Error management reading args

I just finished reading chapter 12 of the Rust Language Book, and I have a question.

The function that reads the cli args looks like this:

pub fn new(args: &[String]) -> Result<Config, &'static str> {
        if args.len() < 3 {
            return Err("Not enough arguments");
        }
        let query = args[1].clone();
        let filename = args[2].clone();

        let case_sensitive = env::var("CASE_INSENSITIVE").is_err();

        Ok(Config {
            query,
            filename,
            case_sensitive,
        })
}

After this chapter I wanted to try out a little bit Error management by doing a simple program that calculates the Fibonacci sequence by reading the length of the sequence to be calculated, from the command line arguments.

To read the arguments I wrote this function:

fn new(args: &[String]) -> Result<Config, &'static str> {
    if args.len() < 2 {
        return Err("Not enough arguments");
    }

    let k = match args[1].parse::<i32>() {
        Ok(v) => v,
        Err(e) => {
              return Err("Argument is not a number!")
        }
    };

    Ok(Config {
        k
    })
}

Is there a way so that I can return Err("Not enough arguments") and instead of using match do like:

let k = args[1].parse::<i32>()?;

You can use map_err:

let k = args[1]
    .parse::<i32>()
    .map_err(|_| "Argument is not a number!")?;

I think that you probably want something like this:

fn new(args: &[String]) -> Result<Config, &'static str> {
    let k = args
        .get(1)
        .ok_or("Not enough arguments")
        .and_then(|arg| arg.parse::<i32>().map_err(|_| "Argument is not a number!"))?;

    Ok(Config { k })
}

Is there a way of returning the error message given by parse() instead of a self-written message?
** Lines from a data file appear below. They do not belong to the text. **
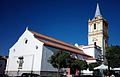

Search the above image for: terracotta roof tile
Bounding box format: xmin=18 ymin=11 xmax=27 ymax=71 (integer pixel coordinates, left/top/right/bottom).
xmin=30 ymin=31 xmax=91 ymax=57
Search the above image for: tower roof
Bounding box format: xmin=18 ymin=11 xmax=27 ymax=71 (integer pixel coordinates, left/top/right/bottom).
xmin=95 ymin=3 xmax=102 ymax=17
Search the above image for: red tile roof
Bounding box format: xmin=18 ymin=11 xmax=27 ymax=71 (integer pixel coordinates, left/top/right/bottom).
xmin=30 ymin=31 xmax=91 ymax=57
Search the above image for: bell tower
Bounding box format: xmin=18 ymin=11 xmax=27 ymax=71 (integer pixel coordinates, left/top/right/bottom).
xmin=88 ymin=4 xmax=108 ymax=57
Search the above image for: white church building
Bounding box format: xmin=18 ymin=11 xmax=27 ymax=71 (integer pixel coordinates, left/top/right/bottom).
xmin=5 ymin=4 xmax=108 ymax=77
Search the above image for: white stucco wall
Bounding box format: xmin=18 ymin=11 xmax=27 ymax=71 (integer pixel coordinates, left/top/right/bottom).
xmin=41 ymin=46 xmax=58 ymax=71
xmin=6 ymin=30 xmax=43 ymax=75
ParseIntError implements Display, so you can use it to create a custom error message, but at this point you will need a String (or a Cow) instead of a &'static str (you could also leak a Box, but it is not a good practice).

Okay, so it's a better practice using the solution you provided?

TBH, you should return an Error as error type. If you are able to use an external crate like failure, you can return something like Result<Config, failure::Error> and you can return any kind of struct that impl failure::Fail (if a struct impl std::error::Error you can generally use into().

To make things clearer, here a complete example:

use failure::{Error, Fail};
use std::{env, num::ParseIntError};

#[derive(Debug)]
struct Config {
    k: i32,
}

#[derive(Fail, Debug)]
enum ConfigError {
    #[fail(display = "Not enough arguments")]
    NotEnoughArgs,
    #[fail(display = "Argument is not a number! ({})", inner)]
    ParseError { inner: ParseIntError },
}

fn new(args: &[String]) -> Result<Config, Error> {
    let k = args
        .get(1)
        .ok_or_else(|| ConfigError::NotEnoughArgs)
        .and_then(|arg| {
            arg.parse::<i32>()
                .map_err(|err| ConfigError::ParseError { inner: err })
        })?;

    Ok(Config { k })
}

fn main() {
    // This allocates, and it has an avoidable cost. But it is useful for our purpose
    let args: Vec<String> = env::args().skip(1).collect();
    let out = new(&args).unwrap_or_else(|err| {
        eprintln!("ERROR: {}", err);
        std::process::exit(1);
    });
    println!("{:?}", out);
}

Sorry if I did not use the playground, but it looks like failure is not in the top 100 crates anymore.

2 Likes

I just applied it to my program and it works perfectly. I will play a little bit in the next days with this way of managing error.